Barranquilla podría ser la primera ciudad fuera de Norteamérica en la historia de la IndyCar
El sueño de la IndyCar en Barranquilla está más cerca que nunca y tiene una fecha concreta en el horizonte: 2027. Las reuniones técnicas entre la administración de Char y los representantes de la categoría estadounidense han avanzado a un ritmo que sorprende incluso a los más optimistas, con el trazado callejero ya en fase de diseño detallado y los estudios de homologación en proceso. Lo que hace especialmente atractiva esta candidatura es la exclusividad histórica que representaría: nunca en sus más de 100 años de historia la IndyCar ha corrido fuera de Estados Unidos y Canadá, lo que convertiría a Barranquilla en la primera sede internacional de la categoría, un hito que le daría una proyección mediática global sin precedentes al evento y a la ciudad.
El 16 de agosto será el día clave para medir el termómetro real del proyecto: la visita de Juan Pablo Montoya y su hijo Sebastián al evento automovilístico en el Malecón del Río coincidirá con la presencia de representantes técnicos internacionales que evaluarán el trazado propuesto en vivo.

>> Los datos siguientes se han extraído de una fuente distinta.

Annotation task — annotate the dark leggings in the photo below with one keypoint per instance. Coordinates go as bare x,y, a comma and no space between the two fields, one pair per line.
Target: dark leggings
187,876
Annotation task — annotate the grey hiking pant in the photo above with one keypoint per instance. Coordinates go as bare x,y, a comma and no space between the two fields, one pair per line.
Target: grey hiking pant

Char fue claro en sus últimas declaraciones: quiere que el evento se quede por varios años y está convencido de que una carrera de IndyCar en las calles de Barranquilla pondría el nombre de Colombia en un nivel completamente diferente en el mapa del deporte mundial. Si los plazos se cumplen y las negociaciones llegan a buen puerto antes de fin de año, el anuncio oficial podría llegar antes de que termine 2026, convirtiendo 2027 en el año en que el rugido de los motores resuene por primera vez en la Arenosa.